Sarah Slate swallowed and sipped her lemonade, as if remembering an event from her own experience.
“He saw nothing. For minutes he saw nothing. Then the earth moved. At first he was terrified that it was one of the battlefield victims who had been declared dead and hastily buried. But what he saw was a hand of steel that shot up from the ground.
“Someone else saw it, too. A German officer was hiding under cover nearby, and when he saw the metal hand emerging from the earth he ran onto the field of battle, scanning the night with his own telescope. He got a fix on Archibald Slate and began firing his rifle. Archibald was forced to retreat.”
“Just so I’m clear on this,” Remo said, “when the German guy runs out, he’s not shooting at the robot hand that suddenly popped out of the ground?”
“Correct, Remo,” Sarah said in her formal manner. “That German probably was the one who buried Ironhand, then stood watch over the area in case the Americans dared come back and try to take it. And that was the end of Ironhand, for Archibald Slate.”
“But it wasn’t the end at all,” Remo said. “That German got him. And put him in the basement for ninety years and brought him out again.”

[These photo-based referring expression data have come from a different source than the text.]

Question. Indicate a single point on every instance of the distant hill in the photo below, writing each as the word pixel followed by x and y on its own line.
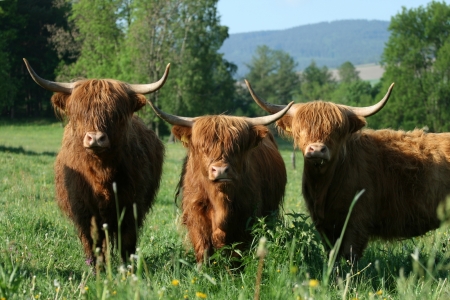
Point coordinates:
pixel 328 44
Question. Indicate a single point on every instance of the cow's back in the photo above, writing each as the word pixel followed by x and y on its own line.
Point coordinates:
pixel 84 183
pixel 405 175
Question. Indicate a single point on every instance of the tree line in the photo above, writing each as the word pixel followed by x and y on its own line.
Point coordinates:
pixel 133 40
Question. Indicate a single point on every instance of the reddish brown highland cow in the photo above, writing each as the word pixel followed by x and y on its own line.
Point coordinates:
pixel 233 173
pixel 104 142
pixel 405 175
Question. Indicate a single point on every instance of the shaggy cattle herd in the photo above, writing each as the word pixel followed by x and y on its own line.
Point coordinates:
pixel 110 164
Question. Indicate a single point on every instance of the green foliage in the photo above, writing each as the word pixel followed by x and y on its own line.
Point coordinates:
pixel 24 34
pixel 100 38
pixel 41 256
pixel 416 58
pixel 272 73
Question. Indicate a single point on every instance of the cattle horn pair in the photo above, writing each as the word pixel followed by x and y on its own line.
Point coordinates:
pixel 359 111
pixel 189 122
pixel 67 87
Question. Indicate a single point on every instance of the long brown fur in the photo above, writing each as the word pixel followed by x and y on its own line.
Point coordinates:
pixel 405 176
pixel 84 181
pixel 218 214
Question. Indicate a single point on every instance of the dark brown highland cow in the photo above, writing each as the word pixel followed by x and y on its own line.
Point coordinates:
pixel 104 142
pixel 233 172
pixel 405 175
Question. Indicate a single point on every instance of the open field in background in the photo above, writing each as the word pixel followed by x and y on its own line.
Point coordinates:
pixel 41 257
pixel 369 72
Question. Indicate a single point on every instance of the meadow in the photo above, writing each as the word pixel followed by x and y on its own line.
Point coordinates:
pixel 41 256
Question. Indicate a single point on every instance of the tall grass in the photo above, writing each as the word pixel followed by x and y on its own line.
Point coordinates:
pixel 41 256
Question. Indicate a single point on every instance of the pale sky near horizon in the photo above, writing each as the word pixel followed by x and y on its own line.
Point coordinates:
pixel 259 15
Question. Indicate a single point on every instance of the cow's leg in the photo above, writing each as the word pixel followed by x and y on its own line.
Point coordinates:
pixel 84 234
pixel 129 238
pixel 219 235
pixel 354 242
pixel 199 229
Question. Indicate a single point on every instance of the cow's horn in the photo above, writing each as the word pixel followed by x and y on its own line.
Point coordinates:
pixel 371 110
pixel 172 119
pixel 272 108
pixel 57 87
pixel 266 120
pixel 150 87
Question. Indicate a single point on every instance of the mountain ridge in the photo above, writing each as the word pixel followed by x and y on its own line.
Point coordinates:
pixel 327 43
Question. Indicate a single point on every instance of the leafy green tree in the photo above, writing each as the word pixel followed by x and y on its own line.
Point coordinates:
pixel 351 90
pixel 24 34
pixel 188 34
pixel 348 73
pixel 100 37
pixel 416 58
pixel 316 83
pixel 272 74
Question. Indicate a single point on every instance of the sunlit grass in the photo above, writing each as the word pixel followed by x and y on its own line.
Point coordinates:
pixel 42 258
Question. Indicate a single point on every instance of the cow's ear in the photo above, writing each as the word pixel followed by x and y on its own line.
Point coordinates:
pixel 285 124
pixel 59 101
pixel 259 132
pixel 182 133
pixel 140 101
pixel 356 123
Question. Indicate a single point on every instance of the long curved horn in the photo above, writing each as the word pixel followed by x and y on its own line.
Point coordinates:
pixel 266 120
pixel 57 87
pixel 172 119
pixel 272 108
pixel 371 110
pixel 150 87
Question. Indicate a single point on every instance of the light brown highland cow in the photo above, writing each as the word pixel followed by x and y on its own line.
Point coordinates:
pixel 405 174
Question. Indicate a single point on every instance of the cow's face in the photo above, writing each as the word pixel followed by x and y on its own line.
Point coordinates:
pixel 219 145
pixel 320 130
pixel 99 113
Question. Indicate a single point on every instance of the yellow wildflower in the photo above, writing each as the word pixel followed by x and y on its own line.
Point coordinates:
pixel 175 282
pixel 313 283
pixel 200 295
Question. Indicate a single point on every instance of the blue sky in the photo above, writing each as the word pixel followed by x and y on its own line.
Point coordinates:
pixel 256 15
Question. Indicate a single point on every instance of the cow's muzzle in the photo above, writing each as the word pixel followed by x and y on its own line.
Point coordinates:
pixel 317 153
pixel 219 173
pixel 96 141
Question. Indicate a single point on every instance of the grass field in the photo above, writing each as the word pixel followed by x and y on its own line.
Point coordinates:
pixel 41 256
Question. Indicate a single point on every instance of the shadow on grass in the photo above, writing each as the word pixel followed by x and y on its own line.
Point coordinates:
pixel 20 150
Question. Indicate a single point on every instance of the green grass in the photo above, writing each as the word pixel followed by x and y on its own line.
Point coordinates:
pixel 41 256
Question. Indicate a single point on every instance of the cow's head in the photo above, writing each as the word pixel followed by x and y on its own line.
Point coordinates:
pixel 320 128
pixel 219 144
pixel 98 111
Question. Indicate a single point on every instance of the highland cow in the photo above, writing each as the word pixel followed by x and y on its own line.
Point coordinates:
pixel 404 174
pixel 105 143
pixel 232 174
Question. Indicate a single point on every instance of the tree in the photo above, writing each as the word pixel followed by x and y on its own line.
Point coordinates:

“Yes,” Sarah said. “But who?”
Chapter 23
Chiun lay in the darkness and felt the past all around him—the memories of the house and the memories of a long-lived Master of Sinanju.
These Americans, he was convinced, allowed their old homes to acquire the patina of age because they possessed so litde that was truly old, so little with the reverent nature of real history. But why did age have to be a dreary thing to these befuddled Americans?